Che cosa si sarebbe dovuto fare?
L’ideale sarebbe stato abolirle, unificando le amministrazioni esistenti ed eliminando, in particolare, il livello di rappresentanza politica. La soluzione di accorpamento ipotizzata non mi entusiasma. Abbiamo enti che sono eletti e dispongono di comitati, giunte, consigli, ma gran parte della loro attività consiste in pura amministrazione: manutenzione delle viabilità, delle strade o degli edifici scolastici.
Quindi?
Si tratta di operazioni che può tranquillamente svolgere un qualsiasi ente pubblico non politico.
Lei cosa propone?
Io sarei per l’aziendalizzazione della manutenzione delle strade e degli edifici scolastici. Detto questo, le province, formalmente, potrebbero anche restare in piedi. Magari, con un vertice eletto sul territorio, di piccola entità e poco costoso. Un comitato di al massimo dieci persone. In modo che le decisioni che riguardano direttamene il territorio siano assunte dai suoi abitanti. Le province potrebbero altresì rappresentare il luogo istituzionale ove gli attori locali si incontrano per promuovere lo sviluppo del territorio. Resta il fatto che l’apparato burocratico provinciale dovrebbe essere aggregato alla Regione d’appartenenza (che si occuperebbe delle eventuali riduzioni di personale), falcidiando, così, tutte le occasioni di clientelismo e sprechi.
Perché, secondo lei, la proposta è saltata?
In generale, chi occupa delle poltrone, difficilmente vuole mollarle. Si eliminerebbe, inoltre, la possibilità di sistemare gran parte politici locali. Più in particolare, in questa fase, il Pdl ha probabilmente la necessità di salvare il salvabile.
Cosa intende?
Verosimilmente, perderà le prossime elezioni in Lazio e in Lombardia e, di Regioni, gliene resterebbero decisamente poche; contestualmente, si accinge a perdere anche le politiche. A quel punto, se si eliminassero anche le provincie, perderebbe l’ennesimo livello di governo.
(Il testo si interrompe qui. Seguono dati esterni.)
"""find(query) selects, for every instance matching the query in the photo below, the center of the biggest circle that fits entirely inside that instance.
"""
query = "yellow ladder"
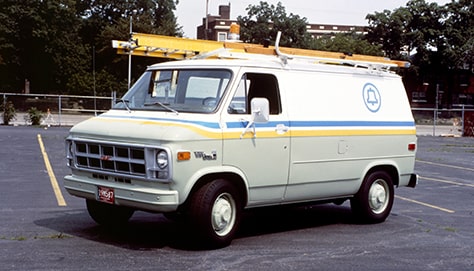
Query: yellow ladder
(182, 48)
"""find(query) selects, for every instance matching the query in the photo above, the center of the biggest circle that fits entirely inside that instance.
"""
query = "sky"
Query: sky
(344, 12)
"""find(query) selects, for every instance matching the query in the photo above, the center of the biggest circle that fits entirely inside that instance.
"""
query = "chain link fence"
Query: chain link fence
(67, 110)
(56, 110)
(444, 122)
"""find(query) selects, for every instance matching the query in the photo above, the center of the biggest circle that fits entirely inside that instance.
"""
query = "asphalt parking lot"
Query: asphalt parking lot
(430, 228)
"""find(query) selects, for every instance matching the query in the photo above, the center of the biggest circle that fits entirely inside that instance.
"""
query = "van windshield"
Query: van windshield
(190, 90)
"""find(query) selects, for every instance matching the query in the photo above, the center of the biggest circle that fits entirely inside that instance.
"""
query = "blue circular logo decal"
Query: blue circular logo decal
(372, 98)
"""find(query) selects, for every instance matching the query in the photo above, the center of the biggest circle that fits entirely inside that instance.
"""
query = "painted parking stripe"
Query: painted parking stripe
(444, 165)
(426, 204)
(52, 177)
(446, 181)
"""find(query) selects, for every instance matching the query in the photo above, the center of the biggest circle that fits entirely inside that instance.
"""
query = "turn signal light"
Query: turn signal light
(184, 156)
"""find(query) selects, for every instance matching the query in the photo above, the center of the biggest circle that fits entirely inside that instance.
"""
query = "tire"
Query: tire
(107, 214)
(214, 212)
(374, 201)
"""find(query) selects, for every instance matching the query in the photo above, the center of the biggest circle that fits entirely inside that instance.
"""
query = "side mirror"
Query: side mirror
(260, 108)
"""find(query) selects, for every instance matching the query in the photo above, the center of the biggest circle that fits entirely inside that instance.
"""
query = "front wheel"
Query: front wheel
(373, 202)
(214, 212)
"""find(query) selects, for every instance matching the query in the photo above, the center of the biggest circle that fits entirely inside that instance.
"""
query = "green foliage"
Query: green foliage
(8, 112)
(34, 116)
(52, 43)
(347, 43)
(264, 21)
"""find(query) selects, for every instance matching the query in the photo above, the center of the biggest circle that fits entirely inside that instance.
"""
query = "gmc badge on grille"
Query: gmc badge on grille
(204, 156)
(105, 157)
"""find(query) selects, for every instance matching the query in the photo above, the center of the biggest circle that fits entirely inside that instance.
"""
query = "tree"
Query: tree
(106, 20)
(263, 22)
(459, 34)
(39, 43)
(347, 43)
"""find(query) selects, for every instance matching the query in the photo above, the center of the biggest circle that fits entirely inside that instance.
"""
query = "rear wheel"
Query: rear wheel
(108, 214)
(214, 212)
(373, 202)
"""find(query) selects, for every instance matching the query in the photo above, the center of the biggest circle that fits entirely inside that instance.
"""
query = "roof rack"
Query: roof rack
(183, 48)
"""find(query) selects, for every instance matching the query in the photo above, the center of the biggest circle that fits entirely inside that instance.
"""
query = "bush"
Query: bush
(34, 116)
(9, 112)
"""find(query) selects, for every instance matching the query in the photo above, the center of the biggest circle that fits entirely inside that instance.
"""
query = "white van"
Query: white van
(207, 139)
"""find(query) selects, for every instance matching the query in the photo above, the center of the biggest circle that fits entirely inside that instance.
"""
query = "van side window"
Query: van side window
(256, 85)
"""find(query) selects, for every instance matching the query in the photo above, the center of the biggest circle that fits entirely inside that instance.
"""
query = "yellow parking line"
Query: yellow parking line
(426, 204)
(52, 177)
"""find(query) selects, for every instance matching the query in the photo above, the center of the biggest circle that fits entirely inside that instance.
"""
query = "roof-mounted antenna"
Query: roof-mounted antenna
(282, 56)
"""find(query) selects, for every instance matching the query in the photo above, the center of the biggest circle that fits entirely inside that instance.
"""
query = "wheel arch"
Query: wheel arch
(389, 168)
(234, 176)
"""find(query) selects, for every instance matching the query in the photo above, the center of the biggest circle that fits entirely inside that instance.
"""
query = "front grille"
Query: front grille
(116, 159)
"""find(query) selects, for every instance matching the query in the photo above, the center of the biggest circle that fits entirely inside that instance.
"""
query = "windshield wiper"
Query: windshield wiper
(125, 102)
(162, 105)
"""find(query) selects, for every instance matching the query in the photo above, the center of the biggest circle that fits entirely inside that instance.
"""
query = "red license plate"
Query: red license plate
(106, 195)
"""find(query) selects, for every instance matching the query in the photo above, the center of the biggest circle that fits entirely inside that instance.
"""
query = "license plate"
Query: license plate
(106, 195)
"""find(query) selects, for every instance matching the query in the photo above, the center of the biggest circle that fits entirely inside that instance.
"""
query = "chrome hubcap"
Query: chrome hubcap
(378, 196)
(223, 214)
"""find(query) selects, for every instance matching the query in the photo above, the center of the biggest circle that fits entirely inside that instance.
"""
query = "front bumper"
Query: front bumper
(136, 197)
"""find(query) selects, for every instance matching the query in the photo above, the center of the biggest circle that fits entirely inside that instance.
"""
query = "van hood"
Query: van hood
(145, 128)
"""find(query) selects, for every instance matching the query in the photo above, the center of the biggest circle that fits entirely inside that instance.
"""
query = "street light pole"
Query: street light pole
(130, 55)
(207, 20)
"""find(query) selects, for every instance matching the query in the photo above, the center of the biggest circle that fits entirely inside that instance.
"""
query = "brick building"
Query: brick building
(218, 27)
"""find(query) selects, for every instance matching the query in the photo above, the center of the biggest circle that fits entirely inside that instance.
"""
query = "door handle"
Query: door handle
(281, 129)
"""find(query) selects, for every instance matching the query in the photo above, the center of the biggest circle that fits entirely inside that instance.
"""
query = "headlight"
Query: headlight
(162, 159)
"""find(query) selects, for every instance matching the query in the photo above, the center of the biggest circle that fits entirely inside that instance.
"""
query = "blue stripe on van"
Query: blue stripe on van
(308, 124)
(211, 125)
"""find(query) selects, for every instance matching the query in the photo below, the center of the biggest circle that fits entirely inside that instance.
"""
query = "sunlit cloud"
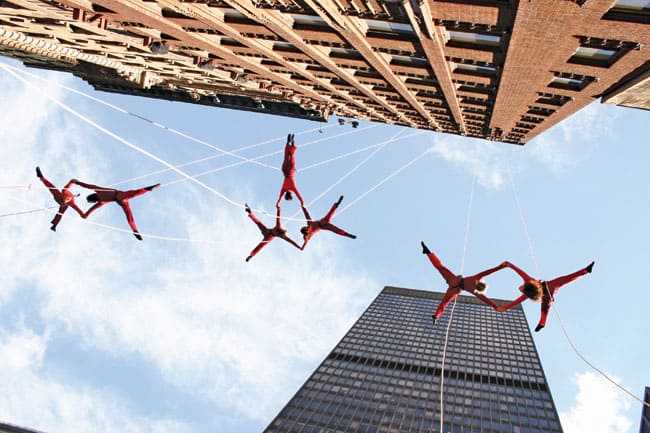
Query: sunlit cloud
(571, 141)
(485, 160)
(33, 399)
(598, 408)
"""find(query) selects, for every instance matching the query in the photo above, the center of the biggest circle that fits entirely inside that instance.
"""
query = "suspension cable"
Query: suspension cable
(118, 229)
(386, 179)
(453, 307)
(555, 308)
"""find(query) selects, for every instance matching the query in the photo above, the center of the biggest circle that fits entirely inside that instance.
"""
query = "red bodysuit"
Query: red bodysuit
(550, 289)
(268, 234)
(289, 171)
(458, 283)
(324, 223)
(107, 195)
(64, 198)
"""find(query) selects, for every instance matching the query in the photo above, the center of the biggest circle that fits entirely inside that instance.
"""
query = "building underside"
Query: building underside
(503, 70)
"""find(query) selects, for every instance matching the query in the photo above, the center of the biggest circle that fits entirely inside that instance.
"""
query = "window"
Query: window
(464, 68)
(390, 30)
(540, 111)
(478, 41)
(418, 62)
(636, 11)
(552, 99)
(568, 81)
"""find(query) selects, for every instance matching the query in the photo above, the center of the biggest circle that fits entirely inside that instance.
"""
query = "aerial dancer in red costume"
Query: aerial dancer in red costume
(268, 234)
(537, 290)
(64, 198)
(457, 283)
(289, 171)
(314, 226)
(102, 195)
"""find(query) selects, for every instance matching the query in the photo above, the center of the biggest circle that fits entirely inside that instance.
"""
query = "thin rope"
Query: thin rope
(266, 155)
(386, 179)
(27, 211)
(453, 307)
(147, 153)
(123, 141)
(363, 149)
(118, 229)
(28, 186)
(160, 125)
(189, 137)
(379, 147)
(211, 157)
(556, 311)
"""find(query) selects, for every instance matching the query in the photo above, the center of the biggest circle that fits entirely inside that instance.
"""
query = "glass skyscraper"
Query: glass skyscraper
(386, 374)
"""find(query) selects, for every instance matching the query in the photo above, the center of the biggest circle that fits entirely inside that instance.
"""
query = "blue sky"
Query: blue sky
(100, 332)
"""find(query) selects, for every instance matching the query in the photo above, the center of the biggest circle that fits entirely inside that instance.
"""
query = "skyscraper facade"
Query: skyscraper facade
(503, 70)
(387, 374)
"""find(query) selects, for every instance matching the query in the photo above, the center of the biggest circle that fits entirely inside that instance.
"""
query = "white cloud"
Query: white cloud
(30, 398)
(598, 408)
(485, 160)
(222, 330)
(571, 141)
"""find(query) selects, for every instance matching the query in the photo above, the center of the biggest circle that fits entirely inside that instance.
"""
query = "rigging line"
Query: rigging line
(117, 229)
(386, 179)
(356, 167)
(236, 164)
(354, 152)
(266, 155)
(210, 157)
(165, 127)
(27, 211)
(136, 148)
(125, 142)
(453, 307)
(555, 309)
(28, 186)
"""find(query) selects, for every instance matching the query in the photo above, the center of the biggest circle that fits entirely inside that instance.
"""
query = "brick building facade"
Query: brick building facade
(504, 70)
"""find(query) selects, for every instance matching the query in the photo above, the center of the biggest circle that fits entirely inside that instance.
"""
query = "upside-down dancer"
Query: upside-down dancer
(537, 290)
(457, 283)
(64, 198)
(102, 195)
(314, 226)
(268, 234)
(289, 171)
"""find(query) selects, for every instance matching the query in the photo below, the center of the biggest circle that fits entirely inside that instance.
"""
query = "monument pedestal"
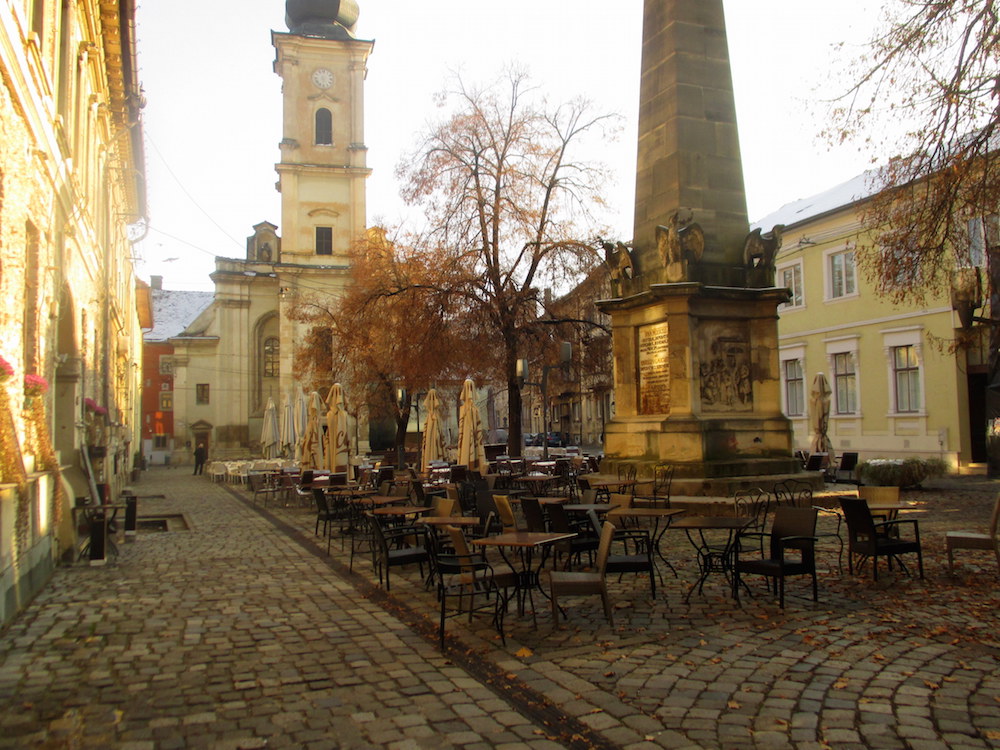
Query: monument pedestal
(697, 383)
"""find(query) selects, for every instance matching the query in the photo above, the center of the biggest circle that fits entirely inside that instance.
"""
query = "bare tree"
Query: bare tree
(509, 208)
(390, 329)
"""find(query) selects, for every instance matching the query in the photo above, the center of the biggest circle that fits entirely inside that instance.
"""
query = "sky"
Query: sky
(213, 116)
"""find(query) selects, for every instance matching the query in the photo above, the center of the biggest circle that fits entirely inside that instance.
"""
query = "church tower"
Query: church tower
(323, 169)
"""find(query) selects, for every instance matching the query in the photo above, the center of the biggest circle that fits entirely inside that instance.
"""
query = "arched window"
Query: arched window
(324, 127)
(271, 351)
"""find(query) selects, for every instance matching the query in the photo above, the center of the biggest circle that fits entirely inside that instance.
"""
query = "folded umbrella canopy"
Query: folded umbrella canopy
(270, 437)
(300, 414)
(471, 449)
(432, 447)
(312, 438)
(287, 435)
(337, 446)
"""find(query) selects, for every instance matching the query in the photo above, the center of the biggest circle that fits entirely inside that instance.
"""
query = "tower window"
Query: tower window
(324, 240)
(324, 127)
(271, 350)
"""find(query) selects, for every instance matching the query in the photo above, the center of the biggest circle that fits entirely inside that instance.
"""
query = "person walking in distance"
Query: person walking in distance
(200, 454)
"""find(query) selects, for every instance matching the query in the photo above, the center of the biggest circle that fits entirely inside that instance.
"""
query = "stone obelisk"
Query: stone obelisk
(695, 322)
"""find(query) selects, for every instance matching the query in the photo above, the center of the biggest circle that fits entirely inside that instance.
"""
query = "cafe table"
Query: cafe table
(399, 511)
(535, 483)
(606, 485)
(587, 507)
(448, 520)
(714, 555)
(526, 574)
(658, 516)
(555, 500)
(377, 501)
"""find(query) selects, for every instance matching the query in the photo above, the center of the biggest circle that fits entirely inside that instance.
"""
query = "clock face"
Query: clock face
(322, 78)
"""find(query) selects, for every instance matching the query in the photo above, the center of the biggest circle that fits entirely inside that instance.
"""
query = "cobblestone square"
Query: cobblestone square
(241, 633)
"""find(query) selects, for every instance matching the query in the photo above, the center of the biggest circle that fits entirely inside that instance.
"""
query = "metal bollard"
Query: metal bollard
(131, 515)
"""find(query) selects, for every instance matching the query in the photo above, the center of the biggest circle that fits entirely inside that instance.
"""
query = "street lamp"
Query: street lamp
(565, 357)
(966, 297)
(401, 397)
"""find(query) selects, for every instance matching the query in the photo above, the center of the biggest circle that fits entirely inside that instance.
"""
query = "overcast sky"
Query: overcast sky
(213, 117)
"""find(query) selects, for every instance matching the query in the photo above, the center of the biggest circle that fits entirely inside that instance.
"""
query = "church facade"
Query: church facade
(239, 352)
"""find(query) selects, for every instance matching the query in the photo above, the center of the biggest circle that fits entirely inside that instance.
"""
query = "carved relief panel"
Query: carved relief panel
(724, 370)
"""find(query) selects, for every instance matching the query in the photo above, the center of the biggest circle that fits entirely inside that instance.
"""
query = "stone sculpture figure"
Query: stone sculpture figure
(759, 250)
(618, 257)
(681, 240)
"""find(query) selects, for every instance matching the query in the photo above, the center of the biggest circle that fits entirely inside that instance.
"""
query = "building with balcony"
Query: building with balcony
(72, 197)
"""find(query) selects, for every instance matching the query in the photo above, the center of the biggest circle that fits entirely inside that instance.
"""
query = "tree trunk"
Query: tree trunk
(402, 422)
(514, 410)
(993, 381)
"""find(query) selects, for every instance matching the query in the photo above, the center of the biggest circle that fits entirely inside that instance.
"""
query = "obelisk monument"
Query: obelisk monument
(695, 322)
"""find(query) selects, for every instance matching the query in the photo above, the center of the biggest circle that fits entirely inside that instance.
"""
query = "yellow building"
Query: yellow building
(896, 390)
(71, 192)
(239, 352)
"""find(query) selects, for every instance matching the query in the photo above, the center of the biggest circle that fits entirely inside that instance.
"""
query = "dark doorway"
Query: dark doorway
(977, 419)
(203, 439)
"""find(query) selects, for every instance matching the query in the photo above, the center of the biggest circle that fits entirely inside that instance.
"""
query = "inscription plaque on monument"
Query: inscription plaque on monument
(654, 369)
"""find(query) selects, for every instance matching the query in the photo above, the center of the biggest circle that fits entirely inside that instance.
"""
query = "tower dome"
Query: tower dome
(331, 19)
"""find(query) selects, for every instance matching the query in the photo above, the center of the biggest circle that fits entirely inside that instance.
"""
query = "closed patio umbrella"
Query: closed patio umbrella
(287, 436)
(819, 414)
(432, 446)
(270, 436)
(471, 450)
(312, 438)
(337, 446)
(300, 414)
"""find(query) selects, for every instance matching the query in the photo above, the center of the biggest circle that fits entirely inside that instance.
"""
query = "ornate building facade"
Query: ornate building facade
(72, 196)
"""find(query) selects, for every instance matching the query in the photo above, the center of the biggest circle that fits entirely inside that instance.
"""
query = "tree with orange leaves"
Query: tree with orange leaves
(388, 331)
(933, 65)
(509, 208)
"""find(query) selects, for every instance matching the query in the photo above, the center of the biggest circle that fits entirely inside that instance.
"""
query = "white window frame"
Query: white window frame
(978, 230)
(894, 339)
(828, 275)
(793, 303)
(787, 354)
(844, 345)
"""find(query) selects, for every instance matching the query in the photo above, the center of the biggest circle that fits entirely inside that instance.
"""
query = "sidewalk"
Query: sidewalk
(230, 635)
(241, 633)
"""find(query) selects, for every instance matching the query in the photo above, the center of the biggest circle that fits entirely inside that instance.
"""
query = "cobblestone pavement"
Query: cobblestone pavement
(243, 633)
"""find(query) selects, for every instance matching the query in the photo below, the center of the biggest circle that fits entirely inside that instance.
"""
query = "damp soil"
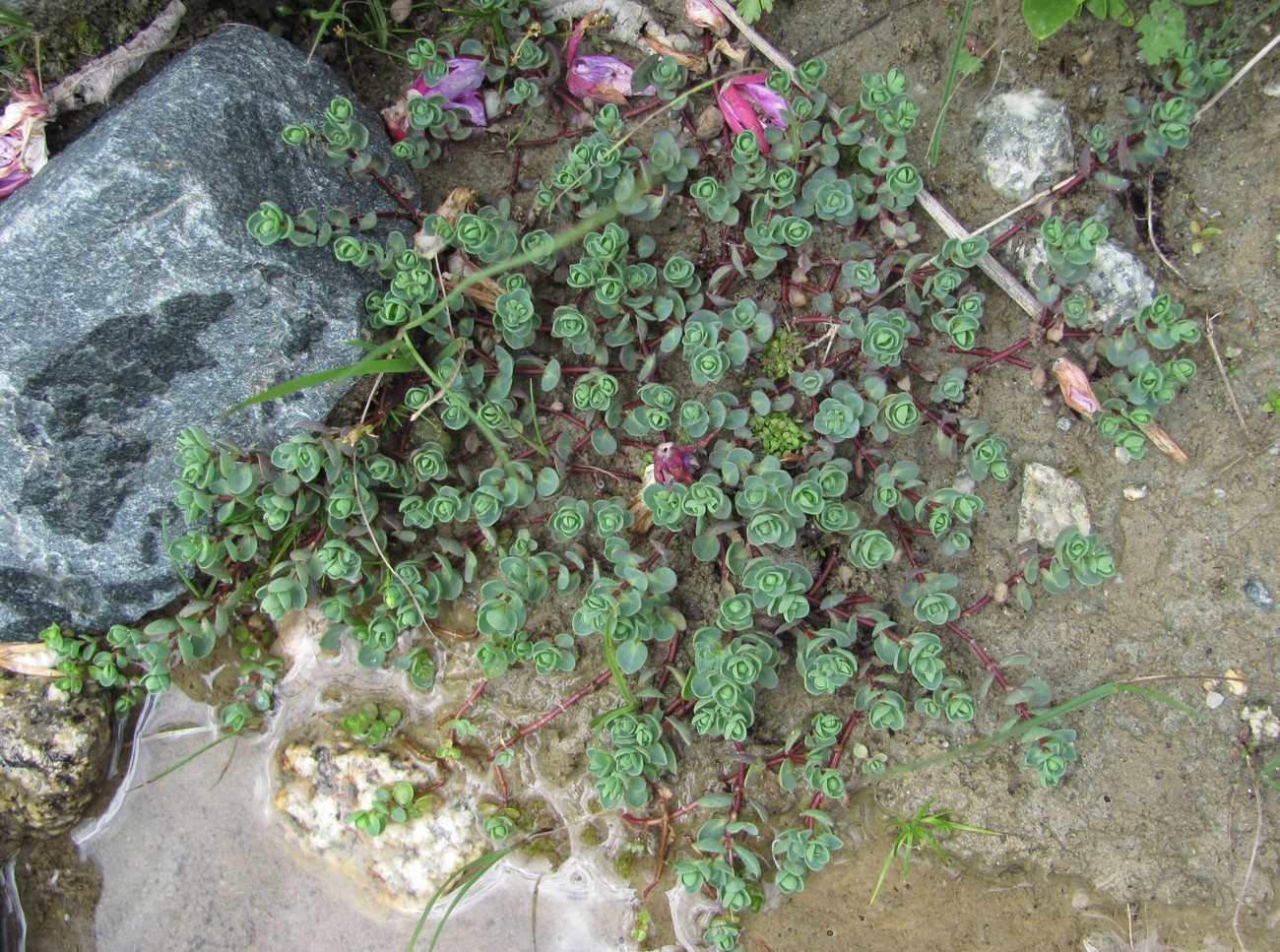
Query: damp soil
(1160, 835)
Non escludo, inoltre, che il fallimento della riforma rappresenti un’altra manovra politica ben precisa.
Quale?
L’affossamento del dl potrebbe essere il prezzo da pagare alla Lega perché si allei con il Pdl alle politiche. Il Carroccio, infatti, è da sempre il più strenuo difensore delle Province. Il problema è che più che per la mancata riforma in sé, c’è da rammaricarsi per la pessima figura che faremo sul fronte internazionale.
Crede?
Questa operazione darà all’Europa e ai mercati l’impressione che l’Italia non ha alcuna volontà di cambiare e di riformare. Si penserà che se non riusciamo a produrre una riforma tutto sommato così modesta (riordinare le Regioni e i Comuni è analogamente necessario, ma molto più complicato), è impensabile che potremmo portare a compimento quello più imponenti.